First off, off-Broadway’s reining champion, The Fantasticks. It first opened on May 3rd, 1960, and has boasted such performers as Jerry Orbach, Kristen Chenoweth, Liza Minelli, and Glenn Close. Even the show’s producer Lore Noto did a stint as The Boy’s Father, Hucklebee, but when it opened, librettist Tom Jones, under an assumed name, played the Old Actor, Henry. Later in the sixties, Anthony Newley collaborated on two musicals with Leslie Bricusse, Stop the World – I want to Get Off and The Roar of the Greasepaint – The Smell of the Crowd, and directed and starred in both on Broadway.
From the seventies, and even to this day, there is really only one Riff Raff, and that is Rocky Horror Show composer/lyricist/librettist Richard O’Brien, who, alongside the iconic Tim Curry as Frank N. Furter, starred in the original West End and Broadway productions, and in the film. In 1998, long before Neil Patrick Harris revived the role last year on Broadway, the lead in Hedwig and the Angry Inch was originally played off-Broadway by John Cameron Mitchell, the show’s book writer. Mitchell also directed and starred in the film version, and was recently among the actors who succeeded Harris in the Broadway revival.
Writers appearing in their own musicals became a lot more common post 2000, partly because those writers were also performers themselves.
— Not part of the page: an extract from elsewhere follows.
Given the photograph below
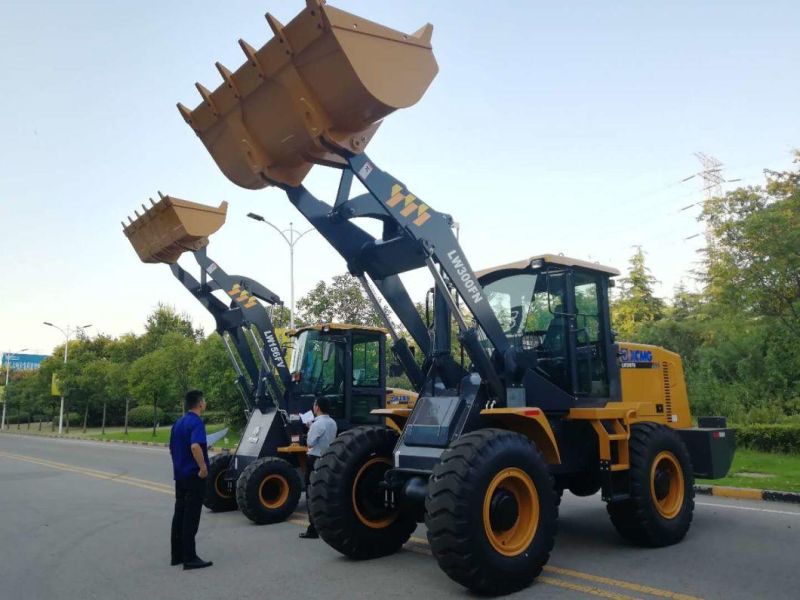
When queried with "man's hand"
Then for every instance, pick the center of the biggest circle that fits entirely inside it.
(197, 453)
When Boy George’s musical, Taboo, came to Broadway in 2003, George himself, who wrote an original score complimented by a few old hits, played Leigh Bowery, perhaps the most flamboyant character in a show full of “characters” from the eighties, while a young Boy George was played by Euan Morton. In 2008, Stew narrated his musical Passing Strange, about a young rock musician searching for the true artist’s lifestyle. Billy Joe Armstrong played St. Jimmy at different times throughout the Broadway run of American Idiot, based on one of his band Green Day’s albums. Sting, who wrote the score for the musical The Last Ship, which was based on memories of the town he grew up in, stepped into the role of Jackie White toward the end of that musical’s Broadway run.
It is only fitting that, since The Drowsy Chaperone started out as a bunch of Bob Martin’s friends parodying some of the more ridiculous traditions of musical comedy at a party thrown for him, he would eventually help write and star in the musical that came out of those experiments. He played a man who hates going outside but loves musicals so much that when he shares his love with an audience, and plays his favorite cast recording, they come alive around him. That show opened on Broadway in 2006.
Harvey Fierstein has long been a prolific writer and performer, winning his first two Tony Awards for writing and starring in Torch Song Trilogy. In 2007, he wrote the book for the musical A Catered Affair, and played the “bachelor” Uncle Winston. In the movie the musical was based on, the uncle was ostracized for being a drunk, but on Broadway he was re-made to demonstrate attitudes toward gays in the 1950s. Fierstein has also written the books of other musicals, and though A Catered Affair was the first of his own that he himself starred in, toward the end of the Broadway run of the most recent revival of La Cage Aux Folles, Fierstein stepped into the role of the drag performer, Albin. At the time, Fierstein remarked that, while he seemed an obvious choice for that role, he had written the show seeing it more from Georges’s point of view.
So it is getting more common. One wonders if Lin-Manuel Miranda will ever write a show he, for whatever reason, doesn’t want to be in. Then again, why mess with a working formula? If no one else is writing the shows you want to be in, write them yourself. An acting teacher once told Robert Creighton that he bore a resemblance to James Cagney, so what did Creighton do? He wrote a musical about the life of Cagney, and it was recently produced by the York Theatre Company in New York City with Creighton playing Cagney. Writers have long written shows with specific performers in mind; think Ethel Merman, her musicals, and then a bunch of other musicals written around her time that she wasn’t in but seem to have been written for her. More and more, the performer in mind for the role is the person writing the show.